Я остался один. Комната была хорошо натоплена, я переложил пистолет во внутренний карман пиджака, потом снял пальто, бросил его на стоящий поблизости стул и лишь тут, сев за столик, вытащил пачку «гвоздиков» и закурил — огонек на мгновение осветил комнату, и я увидел, что сижу напротив огромного зеркала в тяжелой позолоченной раме.
Вскоре появился Грегори с подносом. Он молча поставил передо мной тарелку с двойной порцией колбасы, в двух больших кружках дымилось горячее пиво, рядом лежали хлеб, аспирин и ключ от двери.
— На всякий случай советую запереться. Так будет лучше.
— Спасибо. Конечно.
Я проводил его до порога, он еще раз улыбнулся, кивнул мне и направился к кухне, а я вставил в замок ключ и только тогда заметил, что дверь, которая через мгновение должна была отгородить меня от мира, обита цельным куском толстого железа; повернув ключ, я подумал, что в таком бункере можно долго обороняться, револьверная пуля не пробьет покрывавшего эту дверь панциря, высадить ее тоже было немыслимо, так как помимо всего она была укреплена двумя толстыми болтами из кованого железа.
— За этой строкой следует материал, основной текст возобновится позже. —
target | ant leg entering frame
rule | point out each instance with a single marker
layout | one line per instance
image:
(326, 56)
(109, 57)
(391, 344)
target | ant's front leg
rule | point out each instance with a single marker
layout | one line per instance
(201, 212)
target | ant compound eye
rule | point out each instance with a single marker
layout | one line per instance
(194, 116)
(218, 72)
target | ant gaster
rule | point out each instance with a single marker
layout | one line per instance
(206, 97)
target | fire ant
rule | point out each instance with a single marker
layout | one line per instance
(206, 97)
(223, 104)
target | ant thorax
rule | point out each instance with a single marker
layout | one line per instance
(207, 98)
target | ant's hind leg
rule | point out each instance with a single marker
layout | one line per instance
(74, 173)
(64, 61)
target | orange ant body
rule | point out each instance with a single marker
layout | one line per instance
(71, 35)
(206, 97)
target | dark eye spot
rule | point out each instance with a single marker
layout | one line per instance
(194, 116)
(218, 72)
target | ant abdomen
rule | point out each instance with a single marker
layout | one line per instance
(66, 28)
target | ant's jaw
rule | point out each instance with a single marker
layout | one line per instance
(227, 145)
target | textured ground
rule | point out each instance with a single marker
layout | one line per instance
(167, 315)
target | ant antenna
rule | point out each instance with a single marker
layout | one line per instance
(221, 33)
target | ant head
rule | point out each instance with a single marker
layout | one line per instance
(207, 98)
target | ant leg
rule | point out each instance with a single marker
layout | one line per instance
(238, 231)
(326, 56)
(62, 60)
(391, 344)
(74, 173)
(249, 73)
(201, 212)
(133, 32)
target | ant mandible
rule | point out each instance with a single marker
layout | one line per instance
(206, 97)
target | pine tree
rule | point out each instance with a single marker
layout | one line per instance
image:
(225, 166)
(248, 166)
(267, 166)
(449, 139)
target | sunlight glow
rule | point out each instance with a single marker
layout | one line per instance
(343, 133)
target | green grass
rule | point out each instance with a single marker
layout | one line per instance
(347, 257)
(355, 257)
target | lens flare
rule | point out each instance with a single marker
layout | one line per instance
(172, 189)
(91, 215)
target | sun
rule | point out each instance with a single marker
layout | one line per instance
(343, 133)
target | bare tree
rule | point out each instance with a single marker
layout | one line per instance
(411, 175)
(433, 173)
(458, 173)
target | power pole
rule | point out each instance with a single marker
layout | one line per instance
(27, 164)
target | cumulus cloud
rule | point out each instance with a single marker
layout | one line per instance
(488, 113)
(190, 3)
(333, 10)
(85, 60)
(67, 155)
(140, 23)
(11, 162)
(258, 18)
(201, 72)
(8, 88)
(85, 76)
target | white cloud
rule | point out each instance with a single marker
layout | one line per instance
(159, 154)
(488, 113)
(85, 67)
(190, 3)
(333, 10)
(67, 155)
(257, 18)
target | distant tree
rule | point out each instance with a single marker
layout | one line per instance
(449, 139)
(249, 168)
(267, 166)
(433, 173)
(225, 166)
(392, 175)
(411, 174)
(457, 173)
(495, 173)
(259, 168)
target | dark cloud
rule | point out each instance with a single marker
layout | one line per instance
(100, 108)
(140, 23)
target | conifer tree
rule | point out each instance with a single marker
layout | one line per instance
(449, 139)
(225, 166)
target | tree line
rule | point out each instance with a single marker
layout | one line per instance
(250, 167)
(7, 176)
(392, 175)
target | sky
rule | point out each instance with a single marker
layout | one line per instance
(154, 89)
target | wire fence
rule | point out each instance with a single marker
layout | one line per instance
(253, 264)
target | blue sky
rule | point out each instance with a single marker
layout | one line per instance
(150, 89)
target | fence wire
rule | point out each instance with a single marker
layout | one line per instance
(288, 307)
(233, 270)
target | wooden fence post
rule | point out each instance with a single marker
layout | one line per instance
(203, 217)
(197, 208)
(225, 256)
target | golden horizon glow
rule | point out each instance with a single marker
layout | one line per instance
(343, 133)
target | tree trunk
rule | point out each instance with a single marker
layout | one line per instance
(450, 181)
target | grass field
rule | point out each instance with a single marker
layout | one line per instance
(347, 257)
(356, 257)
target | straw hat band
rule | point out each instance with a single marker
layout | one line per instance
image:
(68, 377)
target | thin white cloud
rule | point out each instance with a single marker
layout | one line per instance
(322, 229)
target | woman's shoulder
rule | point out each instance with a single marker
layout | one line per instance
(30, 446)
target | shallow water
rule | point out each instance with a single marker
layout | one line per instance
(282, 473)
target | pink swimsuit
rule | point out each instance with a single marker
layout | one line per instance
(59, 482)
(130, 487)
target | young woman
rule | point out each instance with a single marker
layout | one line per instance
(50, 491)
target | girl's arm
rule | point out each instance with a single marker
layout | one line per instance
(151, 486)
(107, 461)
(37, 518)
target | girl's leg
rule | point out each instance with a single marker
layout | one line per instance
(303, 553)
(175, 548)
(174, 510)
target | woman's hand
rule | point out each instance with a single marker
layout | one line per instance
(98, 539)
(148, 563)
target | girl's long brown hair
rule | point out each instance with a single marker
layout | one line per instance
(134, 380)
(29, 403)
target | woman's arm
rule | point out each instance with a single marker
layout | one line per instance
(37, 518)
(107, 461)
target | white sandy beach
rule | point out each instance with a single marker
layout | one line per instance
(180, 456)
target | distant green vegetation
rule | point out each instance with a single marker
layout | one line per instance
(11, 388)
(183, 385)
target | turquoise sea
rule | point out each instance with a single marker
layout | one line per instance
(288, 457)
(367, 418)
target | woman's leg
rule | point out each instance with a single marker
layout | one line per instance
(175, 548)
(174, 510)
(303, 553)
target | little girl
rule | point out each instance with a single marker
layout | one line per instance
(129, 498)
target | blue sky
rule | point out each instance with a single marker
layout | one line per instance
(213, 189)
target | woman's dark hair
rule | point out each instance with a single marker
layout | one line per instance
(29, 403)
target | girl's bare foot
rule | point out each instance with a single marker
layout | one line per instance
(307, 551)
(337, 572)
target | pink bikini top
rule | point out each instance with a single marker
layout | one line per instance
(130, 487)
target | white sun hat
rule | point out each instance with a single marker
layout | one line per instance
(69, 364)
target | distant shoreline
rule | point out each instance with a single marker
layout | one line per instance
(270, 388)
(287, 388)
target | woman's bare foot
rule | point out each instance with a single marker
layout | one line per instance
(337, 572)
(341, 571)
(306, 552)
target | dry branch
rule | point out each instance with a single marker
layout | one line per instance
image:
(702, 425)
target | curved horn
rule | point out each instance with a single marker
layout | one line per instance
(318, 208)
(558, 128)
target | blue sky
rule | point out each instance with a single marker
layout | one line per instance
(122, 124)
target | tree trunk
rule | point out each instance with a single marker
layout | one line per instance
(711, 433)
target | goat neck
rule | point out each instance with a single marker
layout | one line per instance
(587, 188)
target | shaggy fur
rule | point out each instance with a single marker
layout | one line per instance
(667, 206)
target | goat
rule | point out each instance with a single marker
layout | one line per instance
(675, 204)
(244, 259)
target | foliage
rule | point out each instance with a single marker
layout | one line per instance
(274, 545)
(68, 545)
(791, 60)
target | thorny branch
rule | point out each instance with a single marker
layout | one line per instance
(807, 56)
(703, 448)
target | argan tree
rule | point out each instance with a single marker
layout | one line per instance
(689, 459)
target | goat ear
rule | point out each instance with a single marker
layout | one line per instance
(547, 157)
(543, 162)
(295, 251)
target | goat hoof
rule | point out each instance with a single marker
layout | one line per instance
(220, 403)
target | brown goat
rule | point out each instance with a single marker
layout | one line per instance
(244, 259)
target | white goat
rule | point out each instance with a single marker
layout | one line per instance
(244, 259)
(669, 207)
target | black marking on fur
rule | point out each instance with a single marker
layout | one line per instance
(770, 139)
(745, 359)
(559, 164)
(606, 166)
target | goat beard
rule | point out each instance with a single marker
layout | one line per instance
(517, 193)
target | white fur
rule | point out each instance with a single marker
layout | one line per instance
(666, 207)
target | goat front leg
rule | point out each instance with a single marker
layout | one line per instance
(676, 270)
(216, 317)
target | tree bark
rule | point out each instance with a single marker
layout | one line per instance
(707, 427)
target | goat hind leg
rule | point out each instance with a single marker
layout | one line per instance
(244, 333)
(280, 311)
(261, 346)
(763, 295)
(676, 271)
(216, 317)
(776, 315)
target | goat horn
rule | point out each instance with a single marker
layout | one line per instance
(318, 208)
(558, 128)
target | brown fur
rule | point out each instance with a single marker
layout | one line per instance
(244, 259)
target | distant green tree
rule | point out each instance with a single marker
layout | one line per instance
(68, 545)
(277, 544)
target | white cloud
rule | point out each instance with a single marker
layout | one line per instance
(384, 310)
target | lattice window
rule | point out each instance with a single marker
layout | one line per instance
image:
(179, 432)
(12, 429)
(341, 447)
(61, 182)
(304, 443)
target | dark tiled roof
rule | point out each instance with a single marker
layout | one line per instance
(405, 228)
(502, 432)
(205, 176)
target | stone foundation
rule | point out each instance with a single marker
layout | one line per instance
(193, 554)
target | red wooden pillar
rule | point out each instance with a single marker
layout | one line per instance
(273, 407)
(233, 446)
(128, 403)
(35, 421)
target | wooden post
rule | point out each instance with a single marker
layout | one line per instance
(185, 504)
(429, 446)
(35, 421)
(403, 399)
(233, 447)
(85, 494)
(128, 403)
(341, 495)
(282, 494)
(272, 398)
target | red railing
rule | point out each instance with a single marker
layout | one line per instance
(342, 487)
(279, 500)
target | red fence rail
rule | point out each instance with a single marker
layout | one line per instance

Вернувшись к столику, я выпил залпом кружку пива и принялся за еду. Колбаса, наверно, и в самом деле была отменной, но мне с трудом удалось проглотить несколько кусочков, да и те сразу же вызвали тошноту, обильно приправленный шкварками картофель тоже внушал отвращение, тогда я взялся за капусту и в конце концов ограничился ею. Покончив с едой, я отодвинул тарелку как можно дальше, от запаха колбасы и сала с поджаренным луком меня чуть не рвало, я схватил вторую кружку пива и запил им две таблетки аспирина.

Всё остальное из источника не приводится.